Ambulance crashes are a major safety concern for workers and patients. The National Highway Traffic Safety Administration reviewed data from 45 special crash investigations from 2001-2015, and found that 84% of EMS workers were not wearing a seat belt in the patient compartment. For EMS workers, wearing a seat belt can be at odds with doing their jobs properly: they need the mobility to reach the patient at all times, collect needed supplies, adjust lighting and temperature, and communicate with their driver and the hospital.
Early NIOSH research focused on advanced harness-like systems similar to those used in military helicopters, which allow workers to be safely restrained but fully mobile. This initial work showed promise, and some early adopters purchased the systems for their ambulances.
Realizing there were more opportunities to improve worker and patient safety, NIOSH formed a diverse team of more than 30 industry partners that included ambulance builders, cot and seat suppliers, and other parts of government to tackle a range of safety concerns.
The research was co-funded by the Department of Homeland Security’s Science and Technology Directorate (DHS S&T) and resulted in the publication of 10 new crash test methods that address everything from seating to storage cabinets in the patient compartment.
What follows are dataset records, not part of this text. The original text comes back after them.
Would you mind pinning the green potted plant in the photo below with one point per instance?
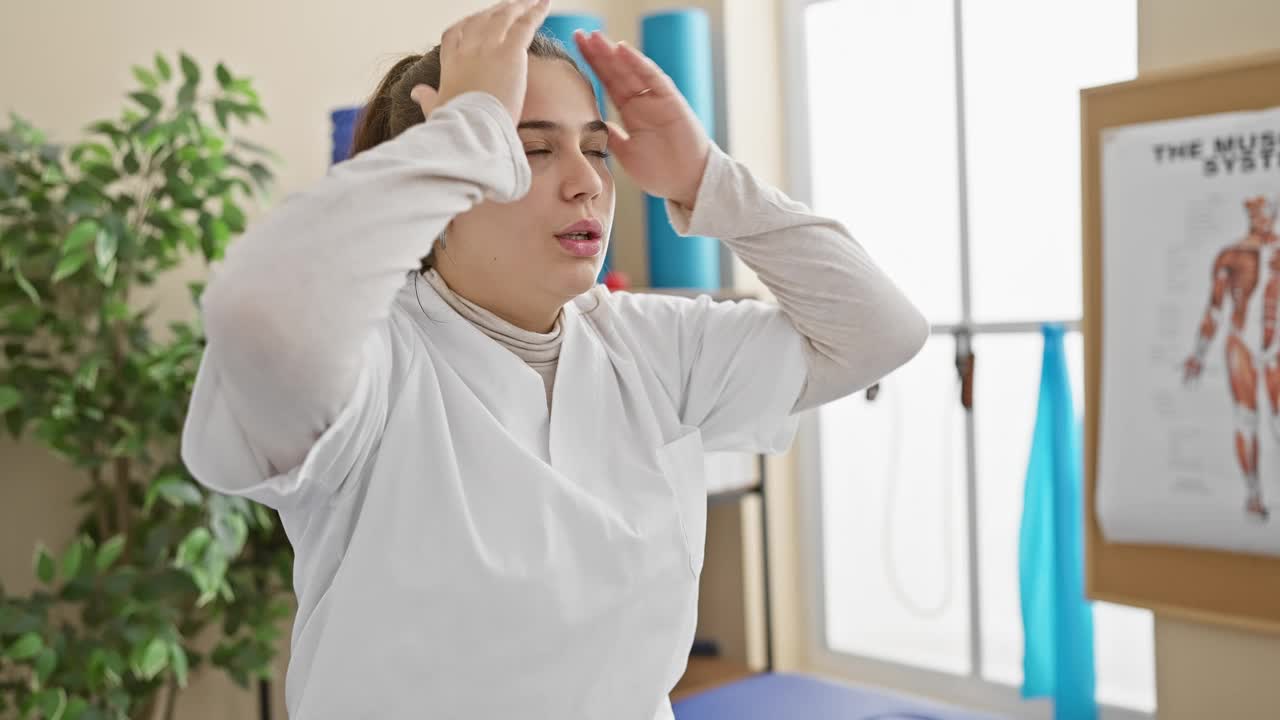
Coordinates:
(112, 629)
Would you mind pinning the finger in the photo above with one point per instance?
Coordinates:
(425, 96)
(498, 21)
(525, 26)
(618, 135)
(599, 54)
(470, 30)
(644, 68)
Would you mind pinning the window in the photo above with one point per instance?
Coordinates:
(945, 135)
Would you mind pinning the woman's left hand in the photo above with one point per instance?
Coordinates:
(661, 144)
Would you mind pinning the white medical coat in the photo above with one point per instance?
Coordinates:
(464, 554)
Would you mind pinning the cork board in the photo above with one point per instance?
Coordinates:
(1198, 584)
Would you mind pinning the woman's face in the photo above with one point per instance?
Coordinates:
(549, 245)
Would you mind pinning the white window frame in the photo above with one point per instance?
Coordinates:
(970, 691)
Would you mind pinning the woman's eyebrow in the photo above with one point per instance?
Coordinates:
(594, 126)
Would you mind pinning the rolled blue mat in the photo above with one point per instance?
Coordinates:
(561, 27)
(680, 42)
(343, 132)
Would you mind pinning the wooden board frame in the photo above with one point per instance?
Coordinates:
(1225, 588)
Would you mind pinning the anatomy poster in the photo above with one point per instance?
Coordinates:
(1189, 425)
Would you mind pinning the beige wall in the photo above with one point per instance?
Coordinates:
(1205, 670)
(65, 63)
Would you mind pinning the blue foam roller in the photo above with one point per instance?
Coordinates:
(561, 27)
(680, 42)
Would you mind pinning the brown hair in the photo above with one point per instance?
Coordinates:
(391, 110)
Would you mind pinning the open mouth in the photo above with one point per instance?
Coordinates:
(583, 238)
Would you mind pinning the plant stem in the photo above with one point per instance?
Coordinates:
(101, 501)
(170, 703)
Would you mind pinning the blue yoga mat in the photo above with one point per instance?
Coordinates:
(343, 132)
(680, 42)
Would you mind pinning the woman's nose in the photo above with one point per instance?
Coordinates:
(581, 180)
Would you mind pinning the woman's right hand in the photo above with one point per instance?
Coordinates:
(489, 53)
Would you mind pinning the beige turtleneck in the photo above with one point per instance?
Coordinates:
(540, 351)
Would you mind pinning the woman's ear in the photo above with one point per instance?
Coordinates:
(425, 96)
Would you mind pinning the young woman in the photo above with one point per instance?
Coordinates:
(492, 469)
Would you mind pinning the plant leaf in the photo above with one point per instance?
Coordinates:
(53, 703)
(68, 265)
(147, 100)
(72, 560)
(9, 399)
(190, 69)
(26, 285)
(45, 566)
(178, 659)
(109, 552)
(26, 647)
(163, 68)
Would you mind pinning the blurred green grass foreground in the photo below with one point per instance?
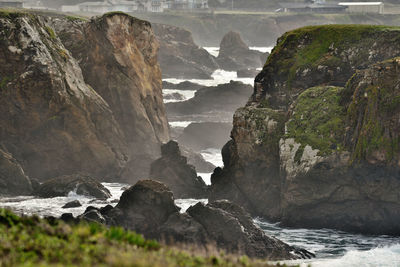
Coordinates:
(33, 241)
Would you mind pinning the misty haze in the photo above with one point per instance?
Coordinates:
(199, 133)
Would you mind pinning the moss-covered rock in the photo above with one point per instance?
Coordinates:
(336, 161)
(318, 119)
(316, 55)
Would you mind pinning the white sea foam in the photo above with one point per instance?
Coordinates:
(213, 155)
(212, 50)
(206, 177)
(184, 204)
(218, 77)
(52, 206)
(262, 49)
(185, 94)
(180, 124)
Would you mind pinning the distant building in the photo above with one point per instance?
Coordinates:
(11, 3)
(317, 6)
(189, 4)
(135, 6)
(363, 7)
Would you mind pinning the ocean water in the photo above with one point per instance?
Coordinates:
(184, 95)
(214, 50)
(332, 248)
(218, 77)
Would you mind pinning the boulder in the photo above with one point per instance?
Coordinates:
(180, 57)
(13, 180)
(173, 170)
(78, 183)
(72, 204)
(186, 85)
(93, 216)
(234, 54)
(245, 73)
(184, 229)
(148, 208)
(232, 229)
(144, 207)
(197, 160)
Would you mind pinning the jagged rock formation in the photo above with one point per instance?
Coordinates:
(197, 160)
(51, 121)
(118, 57)
(180, 57)
(13, 180)
(108, 122)
(317, 145)
(148, 208)
(224, 98)
(197, 135)
(79, 184)
(235, 55)
(173, 170)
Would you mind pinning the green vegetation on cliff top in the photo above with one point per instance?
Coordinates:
(318, 119)
(31, 241)
(311, 46)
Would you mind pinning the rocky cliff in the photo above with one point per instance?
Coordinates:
(118, 55)
(317, 145)
(80, 96)
(180, 57)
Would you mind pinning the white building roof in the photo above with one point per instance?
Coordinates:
(360, 3)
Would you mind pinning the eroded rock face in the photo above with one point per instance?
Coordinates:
(12, 178)
(235, 55)
(51, 121)
(173, 170)
(180, 57)
(118, 56)
(320, 156)
(79, 184)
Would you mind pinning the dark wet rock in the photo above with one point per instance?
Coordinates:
(233, 230)
(89, 208)
(316, 146)
(180, 57)
(78, 183)
(196, 159)
(93, 216)
(234, 54)
(182, 228)
(13, 180)
(144, 207)
(72, 204)
(222, 98)
(106, 209)
(174, 96)
(247, 73)
(173, 170)
(68, 218)
(148, 208)
(202, 135)
(186, 85)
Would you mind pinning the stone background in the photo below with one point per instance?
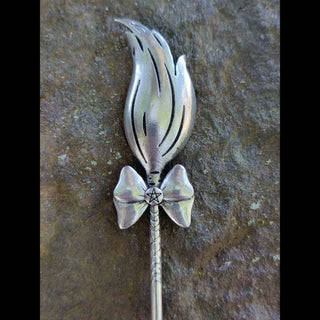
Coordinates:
(226, 265)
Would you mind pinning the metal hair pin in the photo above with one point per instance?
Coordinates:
(158, 118)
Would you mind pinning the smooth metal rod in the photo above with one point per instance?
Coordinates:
(155, 255)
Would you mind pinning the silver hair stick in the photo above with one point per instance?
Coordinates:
(158, 118)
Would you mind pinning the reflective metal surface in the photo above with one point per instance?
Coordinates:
(160, 106)
(158, 119)
(132, 196)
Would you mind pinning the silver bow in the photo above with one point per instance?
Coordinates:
(132, 196)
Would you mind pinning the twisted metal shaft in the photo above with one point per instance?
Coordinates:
(155, 257)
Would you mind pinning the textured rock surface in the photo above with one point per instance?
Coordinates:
(226, 265)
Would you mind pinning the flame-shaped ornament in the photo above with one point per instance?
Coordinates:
(158, 120)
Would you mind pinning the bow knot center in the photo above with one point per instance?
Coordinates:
(153, 196)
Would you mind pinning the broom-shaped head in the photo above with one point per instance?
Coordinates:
(160, 106)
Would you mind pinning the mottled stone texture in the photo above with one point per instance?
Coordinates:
(226, 265)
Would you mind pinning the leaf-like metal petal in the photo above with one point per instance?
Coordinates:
(128, 197)
(160, 106)
(178, 196)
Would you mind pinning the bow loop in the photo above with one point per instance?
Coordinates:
(178, 195)
(128, 197)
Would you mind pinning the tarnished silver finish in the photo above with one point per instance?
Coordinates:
(131, 196)
(160, 107)
(158, 119)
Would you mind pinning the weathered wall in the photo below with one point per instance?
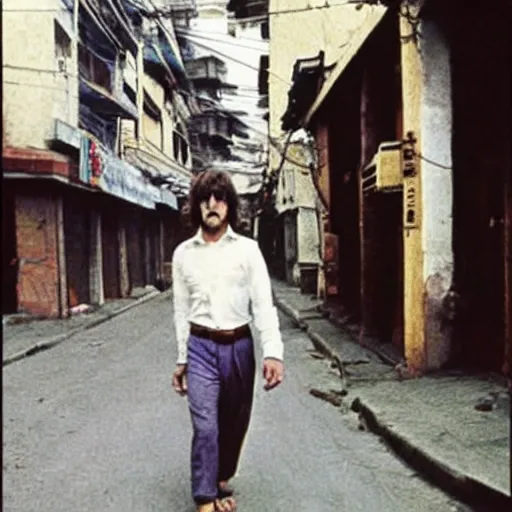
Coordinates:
(35, 92)
(437, 189)
(308, 242)
(38, 254)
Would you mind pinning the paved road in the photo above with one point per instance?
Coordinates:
(92, 425)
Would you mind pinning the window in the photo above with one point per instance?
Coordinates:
(152, 122)
(62, 48)
(180, 145)
(265, 31)
(263, 75)
(94, 69)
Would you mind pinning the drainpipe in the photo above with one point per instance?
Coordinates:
(140, 90)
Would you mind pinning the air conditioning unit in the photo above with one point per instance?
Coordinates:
(62, 64)
(384, 172)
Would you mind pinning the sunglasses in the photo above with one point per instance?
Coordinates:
(219, 195)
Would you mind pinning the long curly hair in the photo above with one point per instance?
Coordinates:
(203, 186)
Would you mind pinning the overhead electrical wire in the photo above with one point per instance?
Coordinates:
(182, 33)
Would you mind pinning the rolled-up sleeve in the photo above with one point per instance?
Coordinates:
(181, 302)
(262, 305)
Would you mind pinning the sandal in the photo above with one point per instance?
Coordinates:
(227, 504)
(224, 492)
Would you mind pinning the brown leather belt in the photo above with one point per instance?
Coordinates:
(222, 337)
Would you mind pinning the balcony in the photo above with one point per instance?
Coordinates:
(101, 86)
(248, 8)
(207, 72)
(214, 125)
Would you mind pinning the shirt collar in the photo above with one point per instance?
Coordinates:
(228, 235)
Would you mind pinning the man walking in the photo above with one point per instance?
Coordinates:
(220, 284)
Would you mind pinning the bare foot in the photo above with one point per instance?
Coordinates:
(225, 489)
(225, 505)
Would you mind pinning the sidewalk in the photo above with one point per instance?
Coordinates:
(24, 335)
(431, 422)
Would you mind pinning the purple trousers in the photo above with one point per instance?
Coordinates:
(220, 393)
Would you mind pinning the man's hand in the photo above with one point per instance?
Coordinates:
(273, 373)
(179, 379)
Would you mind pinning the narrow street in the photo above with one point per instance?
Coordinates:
(93, 425)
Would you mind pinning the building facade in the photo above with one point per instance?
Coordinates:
(93, 159)
(414, 164)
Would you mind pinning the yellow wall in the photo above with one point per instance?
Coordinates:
(33, 99)
(303, 35)
(414, 316)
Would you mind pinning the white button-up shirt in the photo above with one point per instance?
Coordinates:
(223, 285)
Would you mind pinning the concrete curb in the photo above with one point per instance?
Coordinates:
(51, 342)
(461, 486)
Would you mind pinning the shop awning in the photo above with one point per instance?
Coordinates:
(348, 53)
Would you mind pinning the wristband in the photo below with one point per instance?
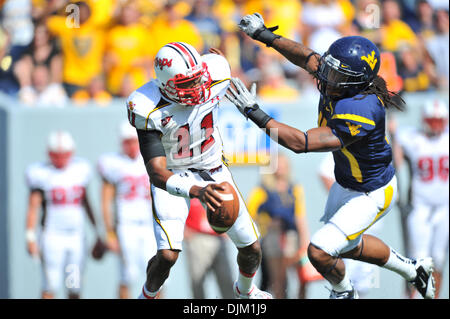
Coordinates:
(30, 235)
(180, 184)
(258, 116)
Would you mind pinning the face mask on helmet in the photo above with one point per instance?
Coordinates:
(190, 89)
(181, 74)
(336, 80)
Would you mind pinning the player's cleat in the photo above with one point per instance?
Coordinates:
(424, 281)
(254, 293)
(348, 294)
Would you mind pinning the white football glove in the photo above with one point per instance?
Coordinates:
(253, 26)
(245, 102)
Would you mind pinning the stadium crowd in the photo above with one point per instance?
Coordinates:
(56, 51)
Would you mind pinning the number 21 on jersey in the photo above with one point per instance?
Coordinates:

NIOSH crash tested ambulances in front, side and rear impacts and measured loading in each vehicle to better understand an ambulance’s ability to withstand the impact it would experience during an actual crash event. In fact, the same crash test methods that are used to test the safety of the cars we drive were used to test the safety of the ambulance.
Data collected from crash testing allowed engineers to better understand how the structure reacted during a crash event, and to recreate the conditions in a lab setting to test and design safer seating, cots, equipment mounts, and the body structure itself.